- Official release poster
- Directed by: Vikram Bhatt
- Written by: Mahesh Bhatt Suhrita Das
- Produced by: Rakesh Juneja
- Starring: Avika Gor; Vardhan Puri;
- Cinematography: Naren Gedia
- Edited by: Kuldip Mehan
- Music by: Shamir Tandon Prateek Walia
- Production companies: Hare Krishna Media Tech Houseful Motion Pictures
- Distributed by: Disney+ Hotstar
- Release date: 26 July 2024;
- Country: India
- Language: Hindi

= Bloody Ishq =

Bloody Ishq is a 2024 Indian Hindi-language horror thriller film directed by Vikram Bhatt and written by Mahesh Bhatt. The film stars Avika Gor and Vardhan Puri. The film premiered on 26 July 2024 on Disney+ Hotstar.

== Plot ==
An Indian couple residing on a remote Scottish island encounters unsettling paranormal disturbances in their home. At the film's start, Neha is found drowning and is rescued, but she loses her memory.

Her husband, Romesh, the heir to the island, informs her that they had planned to convert their mansion into a hotel before her accident. As they resume the hotel's renovations, Romesh reassures Neha that her memory will return in time.

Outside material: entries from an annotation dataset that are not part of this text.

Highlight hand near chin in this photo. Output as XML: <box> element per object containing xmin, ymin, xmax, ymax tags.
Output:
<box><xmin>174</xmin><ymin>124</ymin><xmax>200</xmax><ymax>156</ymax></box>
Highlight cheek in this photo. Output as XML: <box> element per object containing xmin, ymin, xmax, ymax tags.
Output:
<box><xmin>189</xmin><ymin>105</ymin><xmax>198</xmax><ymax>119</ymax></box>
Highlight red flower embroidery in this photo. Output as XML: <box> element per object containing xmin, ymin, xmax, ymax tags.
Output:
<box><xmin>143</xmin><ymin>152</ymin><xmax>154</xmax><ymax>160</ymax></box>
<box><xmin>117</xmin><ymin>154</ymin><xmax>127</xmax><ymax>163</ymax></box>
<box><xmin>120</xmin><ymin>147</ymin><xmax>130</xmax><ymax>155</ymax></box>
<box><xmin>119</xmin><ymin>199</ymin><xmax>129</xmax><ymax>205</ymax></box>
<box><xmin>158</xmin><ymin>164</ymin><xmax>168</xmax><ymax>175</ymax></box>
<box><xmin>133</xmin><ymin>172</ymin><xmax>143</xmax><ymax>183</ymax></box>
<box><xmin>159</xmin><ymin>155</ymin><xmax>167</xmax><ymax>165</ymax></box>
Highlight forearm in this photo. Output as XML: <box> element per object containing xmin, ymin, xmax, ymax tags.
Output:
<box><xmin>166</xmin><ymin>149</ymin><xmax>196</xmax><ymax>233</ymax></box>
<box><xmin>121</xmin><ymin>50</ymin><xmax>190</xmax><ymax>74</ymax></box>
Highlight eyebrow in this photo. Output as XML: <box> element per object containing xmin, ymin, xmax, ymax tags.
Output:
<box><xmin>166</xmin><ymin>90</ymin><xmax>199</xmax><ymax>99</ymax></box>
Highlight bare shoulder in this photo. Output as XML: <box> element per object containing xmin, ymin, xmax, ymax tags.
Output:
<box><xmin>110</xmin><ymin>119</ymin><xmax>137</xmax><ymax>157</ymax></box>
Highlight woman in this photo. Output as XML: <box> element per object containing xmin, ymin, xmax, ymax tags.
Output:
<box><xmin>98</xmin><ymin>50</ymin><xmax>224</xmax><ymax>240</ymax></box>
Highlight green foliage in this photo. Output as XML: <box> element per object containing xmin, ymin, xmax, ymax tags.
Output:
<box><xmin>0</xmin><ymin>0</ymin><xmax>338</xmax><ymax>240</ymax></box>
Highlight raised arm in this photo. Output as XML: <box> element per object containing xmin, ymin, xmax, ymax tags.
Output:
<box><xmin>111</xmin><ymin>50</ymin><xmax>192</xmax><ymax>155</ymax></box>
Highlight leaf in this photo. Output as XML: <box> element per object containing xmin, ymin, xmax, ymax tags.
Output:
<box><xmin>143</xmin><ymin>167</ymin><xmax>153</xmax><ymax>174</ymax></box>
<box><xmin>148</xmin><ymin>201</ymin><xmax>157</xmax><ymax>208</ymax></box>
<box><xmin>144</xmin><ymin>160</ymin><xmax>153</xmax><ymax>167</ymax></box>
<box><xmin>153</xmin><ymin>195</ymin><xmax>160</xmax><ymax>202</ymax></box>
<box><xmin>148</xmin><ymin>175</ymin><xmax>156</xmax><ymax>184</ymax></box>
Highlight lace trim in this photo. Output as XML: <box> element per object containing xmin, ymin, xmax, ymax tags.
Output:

Despite his dismissals, Neha continues to experience supernatural events. These occurrences lead her to uncover secrets, including the mysterious death of Romesh's father, played by Rahul Dev. While grappling with amnesia, Neha meets various new characters who reveal clues about her past suspicions that Romesh is involved in the strange happenings and possibly an accomplaise in her father-in-law's death.

The film captures Neha's journey to solve the unexplained phenomena while navigating her mistrust of Romesh and her conflicted feelings of love and constant bodily desire for him.

== Cast ==
- Avika Gor as Neha
- Vardhan Puri as Romesh
- Jeniffer Piccinato as Kimaya Tandon
- Rahul Dev as Romesh's father
- Shyam Kishore as Devdutt Sinha
- Coral Bhamra
- Arshin Mehta as Tanisha Joseph (Paranormal Investigator)
- Gautam Sharma as Abhay Chandok (Paranormal Investigator)

== Production ==
The film was announced in January 2024. It marks the second collaboration between Bhatt and Gor after 1920: Horrors of the Heart (2023). The principal photography of the film started in mid-January 2024. The filming was wrapped up in March 2024. The trailer was released on 16 July 2024.

==Release==
The film was initially scheduled to release in theatres, but the team planned to go for a streaming release on an OTT platform.

== Reception ==
Deepa Gahlot of Rediff.com rated the film 1/5, writing. "Bloody Ishq comes off looking even more shoddy and ill-conceived when there is so much superior content to entertain the horror buff.". Shubhra Gupta of The Indian Express gave the film half stars out of five, writing. "Just the name should have been enough warning -- the director who gave us Ghulam and the Raaz franchise, has been on a downward spiral for a while now."